I was born with sickle cell anaemia, a genetically inherited blood disorder which affects approximately 4.4 million people worldwide. In the UK, it is particularly prevalent in people of African or Caribbean heritage.

Sickle cell is caused by a mutation in the DNA of the HBB gene responsible for producing the beta-globin chains in haemoglobin, the oxygen-carrying molecule in red blood cells. The mutation causes deoxygenated haemoglobin molecules to stick together inside red blood cells, producing abnormal, sickle-shaped red blood cells.

Normal red blood cells are round, allowing them to flow easily through blood vessels. However, due to their shape, sickle blood cells can become stuck in blood vessels, causing a painful episode known as a “crisis”, which can be severe and cause debilitating pain. Other problems associated with this condition include an increased risk of serious infections and anaemia, as well as more severe complications such as acute chest syndrome and stroke. Sickle cell is inherited when both parents are carriers of the allele for the mutated HBB gene. In this scenario, there is a 1 in 4 chance of having a child with sickle cell. I am that 1 in 4 chance.

At nine, I was diagnosed with right hip avascular necrosis, a complication caused by my sickle cell. It occurs when sickle cells block the blood flow in the vessels which supply the hip bone. Consequently, the bone tissue does not get enough oxygen and dies. The loss of tissue caused my right femoral head to change shape, and it is now one centimetre shorter than my left hip. This means I walk with an often-pronounced limp, which is managed by wearing an orthotic shoe lift. Personally, this has been one of the most challenging aspects of living with sickle cell, both emotionally and physically. It has limited my ability to participate in contact sports, meant I’ve had to use a crutch for extended periods of time, and has made me self-conscious about the way I walk. Unlike other aspects of living with sickle cell, which are very much hidden, my avascular necrosis is very much out on display.

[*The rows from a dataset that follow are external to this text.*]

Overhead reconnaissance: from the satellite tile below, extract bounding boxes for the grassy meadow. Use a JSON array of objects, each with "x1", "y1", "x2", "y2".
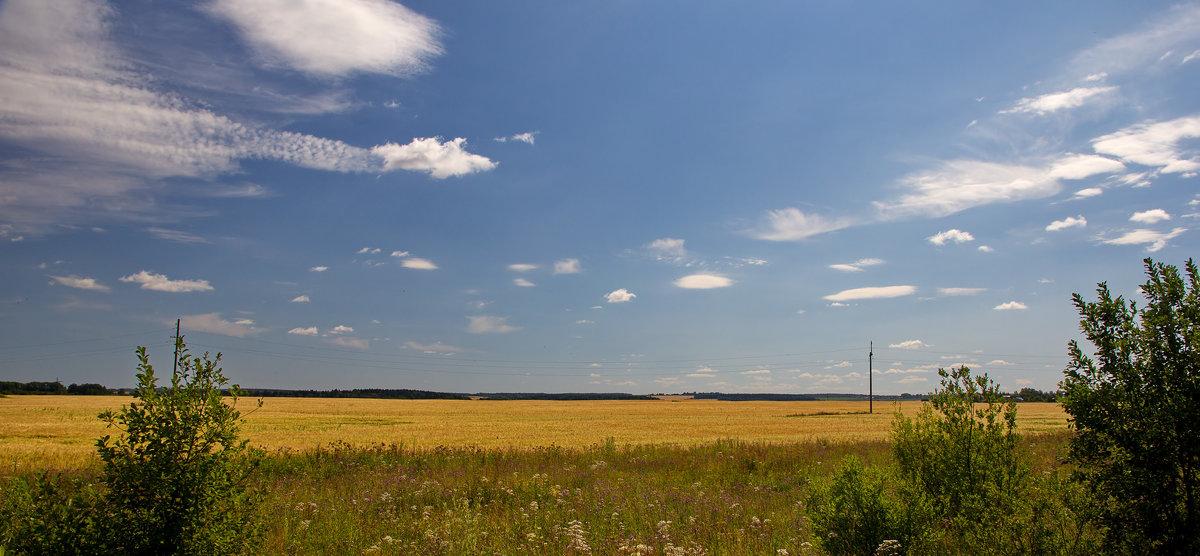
[{"x1": 1, "y1": 396, "x2": 1081, "y2": 554}]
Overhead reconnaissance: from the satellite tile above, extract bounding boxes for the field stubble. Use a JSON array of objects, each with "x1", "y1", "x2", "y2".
[{"x1": 0, "y1": 395, "x2": 1068, "y2": 472}]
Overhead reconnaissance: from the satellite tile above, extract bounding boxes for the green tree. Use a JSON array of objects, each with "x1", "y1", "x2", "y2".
[
  {"x1": 1062, "y1": 258, "x2": 1200, "y2": 554},
  {"x1": 95, "y1": 339, "x2": 262, "y2": 554}
]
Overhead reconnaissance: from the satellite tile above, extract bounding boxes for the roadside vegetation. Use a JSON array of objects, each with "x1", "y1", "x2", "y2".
[{"x1": 1, "y1": 257, "x2": 1196, "y2": 554}]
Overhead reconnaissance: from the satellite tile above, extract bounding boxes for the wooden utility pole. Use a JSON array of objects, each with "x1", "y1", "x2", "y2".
[
  {"x1": 172, "y1": 318, "x2": 181, "y2": 376},
  {"x1": 869, "y1": 341, "x2": 874, "y2": 414}
]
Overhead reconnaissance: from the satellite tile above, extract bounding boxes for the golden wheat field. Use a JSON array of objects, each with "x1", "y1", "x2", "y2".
[{"x1": 0, "y1": 395, "x2": 1070, "y2": 472}]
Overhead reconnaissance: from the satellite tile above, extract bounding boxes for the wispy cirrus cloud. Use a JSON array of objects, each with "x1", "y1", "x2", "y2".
[
  {"x1": 402, "y1": 341, "x2": 463, "y2": 354},
  {"x1": 830, "y1": 258, "x2": 883, "y2": 272},
  {"x1": 753, "y1": 208, "x2": 852, "y2": 241},
  {"x1": 1100, "y1": 227, "x2": 1187, "y2": 252},
  {"x1": 467, "y1": 315, "x2": 520, "y2": 334},
  {"x1": 1092, "y1": 116, "x2": 1200, "y2": 175},
  {"x1": 824, "y1": 285, "x2": 916, "y2": 302},
  {"x1": 181, "y1": 312, "x2": 262, "y2": 337},
  {"x1": 889, "y1": 339, "x2": 927, "y2": 350},
  {"x1": 1001, "y1": 86, "x2": 1117, "y2": 115},
  {"x1": 938, "y1": 287, "x2": 986, "y2": 296}
]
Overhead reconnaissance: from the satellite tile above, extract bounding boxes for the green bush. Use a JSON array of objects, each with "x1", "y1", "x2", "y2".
[
  {"x1": 0, "y1": 339, "x2": 262, "y2": 555},
  {"x1": 809, "y1": 456, "x2": 932, "y2": 555}
]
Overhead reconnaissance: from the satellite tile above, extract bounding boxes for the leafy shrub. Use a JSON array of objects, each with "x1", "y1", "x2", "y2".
[
  {"x1": 809, "y1": 456, "x2": 931, "y2": 555},
  {"x1": 0, "y1": 339, "x2": 262, "y2": 555},
  {"x1": 1062, "y1": 258, "x2": 1200, "y2": 554}
]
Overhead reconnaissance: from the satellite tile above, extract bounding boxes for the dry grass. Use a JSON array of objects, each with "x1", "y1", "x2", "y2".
[{"x1": 0, "y1": 395, "x2": 1070, "y2": 472}]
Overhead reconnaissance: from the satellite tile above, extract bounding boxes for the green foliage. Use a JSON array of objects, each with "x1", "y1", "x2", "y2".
[
  {"x1": 94, "y1": 340, "x2": 263, "y2": 554},
  {"x1": 809, "y1": 456, "x2": 931, "y2": 555},
  {"x1": 0, "y1": 339, "x2": 262, "y2": 555},
  {"x1": 892, "y1": 366, "x2": 1023, "y2": 522},
  {"x1": 1062, "y1": 258, "x2": 1200, "y2": 555}
]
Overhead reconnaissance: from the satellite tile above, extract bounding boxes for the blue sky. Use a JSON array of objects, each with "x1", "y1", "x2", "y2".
[{"x1": 1, "y1": 0, "x2": 1197, "y2": 394}]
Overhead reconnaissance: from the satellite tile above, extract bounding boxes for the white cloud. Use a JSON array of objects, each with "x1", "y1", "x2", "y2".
[
  {"x1": 1048, "y1": 154, "x2": 1125, "y2": 180},
  {"x1": 513, "y1": 278, "x2": 535, "y2": 287},
  {"x1": 48, "y1": 275, "x2": 109, "y2": 292},
  {"x1": 1001, "y1": 86, "x2": 1117, "y2": 115},
  {"x1": 605, "y1": 289, "x2": 637, "y2": 303},
  {"x1": 741, "y1": 369, "x2": 771, "y2": 375},
  {"x1": 673, "y1": 273, "x2": 733, "y2": 289},
  {"x1": 372, "y1": 137, "x2": 497, "y2": 179},
  {"x1": 897, "y1": 376, "x2": 928, "y2": 384},
  {"x1": 889, "y1": 339, "x2": 927, "y2": 350},
  {"x1": 754, "y1": 208, "x2": 851, "y2": 241},
  {"x1": 402, "y1": 341, "x2": 462, "y2": 354},
  {"x1": 829, "y1": 258, "x2": 884, "y2": 272},
  {"x1": 357, "y1": 247, "x2": 381, "y2": 254},
  {"x1": 938, "y1": 287, "x2": 986, "y2": 296},
  {"x1": 290, "y1": 295, "x2": 311, "y2": 303},
  {"x1": 467, "y1": 315, "x2": 520, "y2": 334},
  {"x1": 206, "y1": 0, "x2": 442, "y2": 77},
  {"x1": 927, "y1": 229, "x2": 975, "y2": 245},
  {"x1": 824, "y1": 285, "x2": 917, "y2": 302},
  {"x1": 1184, "y1": 50, "x2": 1200, "y2": 64},
  {"x1": 390, "y1": 250, "x2": 410, "y2": 258},
  {"x1": 288, "y1": 326, "x2": 318, "y2": 336},
  {"x1": 309, "y1": 266, "x2": 328, "y2": 272},
  {"x1": 119, "y1": 271, "x2": 213, "y2": 293},
  {"x1": 994, "y1": 301, "x2": 1029, "y2": 311},
  {"x1": 1130, "y1": 209, "x2": 1170, "y2": 224},
  {"x1": 1101, "y1": 227, "x2": 1187, "y2": 252},
  {"x1": 986, "y1": 359, "x2": 1014, "y2": 366},
  {"x1": 1074, "y1": 187, "x2": 1104, "y2": 198},
  {"x1": 508, "y1": 263, "x2": 538, "y2": 272},
  {"x1": 329, "y1": 325, "x2": 354, "y2": 334},
  {"x1": 1046, "y1": 216, "x2": 1087, "y2": 231},
  {"x1": 1072, "y1": 4, "x2": 1200, "y2": 78},
  {"x1": 495, "y1": 131, "x2": 538, "y2": 144},
  {"x1": 554, "y1": 258, "x2": 582, "y2": 275},
  {"x1": 401, "y1": 257, "x2": 437, "y2": 270},
  {"x1": 233, "y1": 318, "x2": 255, "y2": 326},
  {"x1": 977, "y1": 245, "x2": 994, "y2": 253},
  {"x1": 647, "y1": 237, "x2": 687, "y2": 260},
  {"x1": 877, "y1": 161, "x2": 1058, "y2": 219},
  {"x1": 330, "y1": 337, "x2": 369, "y2": 350},
  {"x1": 181, "y1": 313, "x2": 262, "y2": 338},
  {"x1": 1092, "y1": 116, "x2": 1200, "y2": 175}
]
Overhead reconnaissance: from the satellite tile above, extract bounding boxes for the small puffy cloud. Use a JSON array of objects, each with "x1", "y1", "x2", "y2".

On my fifth birthday, I experienced my most severe complication with sickle cell: acute chest syndrome. I was on the verge of respiratory failure, with dangerously low levels of blood oxygen when I was intubated, rushed to intensive care, and put on a ventilator. It was in the aftermath of this incidence that I was first prescribed hydroxycarbamide. Hydroxycarbamide is the only medication licensed in the UK for the prevention of recurrent painful crises and acute chest syndrome in patients with sickle cell. Around 13% of patients with sickle cell anaemia with the UK National Haemoglobinopathy Registry use hydroxycarbamide. Hydroxycarbamide works by increasing fetal haemoglobin levels in red blood cells, preventing them from turning into sickle cells, thereby reducing episodes of painful crises. Hydroxycarbamide has completely revolutionised my quality of life. It has led to a reduction in painful crises, incidences of acute chest syndrome and hospital admissions. This has allowed me to focus on leading a normal childhood and adolescence.

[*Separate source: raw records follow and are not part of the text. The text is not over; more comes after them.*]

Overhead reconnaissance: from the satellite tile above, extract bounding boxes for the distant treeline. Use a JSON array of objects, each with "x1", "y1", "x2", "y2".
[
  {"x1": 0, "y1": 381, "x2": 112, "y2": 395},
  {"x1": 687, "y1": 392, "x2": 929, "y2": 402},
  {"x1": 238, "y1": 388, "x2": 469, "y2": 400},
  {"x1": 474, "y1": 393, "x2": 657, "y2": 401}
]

Science has the potential to further impact the lives of sickle cell patients. However, this has been inhibited by many socioeconomic factors, something reflected in the resources currently allocated to sickle cell research. In the US, sickle cell (a condition mainly affecting ethnic minorities) affects three times more people than cystic fibrosis (a condition which primarily affects the Caucasian population). However, cystic fibrosis receives 3.5 times more funding from the National Institutes of Health, and 400 times more funding from national foundations. With a fairer allocation of resources, there is so much more science can achieve for patients with sickle cell, helping to transform their everyday lives.

Science has improved people’s lives throughout history and will continue to do so. My life is a prime example of this. The hydroxycarbamide I take daily, the ventilators that breathed for me in intensive care, and the transfusion machines that have exchanged my blood only exist because someone dedicated countless hours to research. In the future, I hope to pursue a career in scientific research. I want to be part of life-changing discoveries.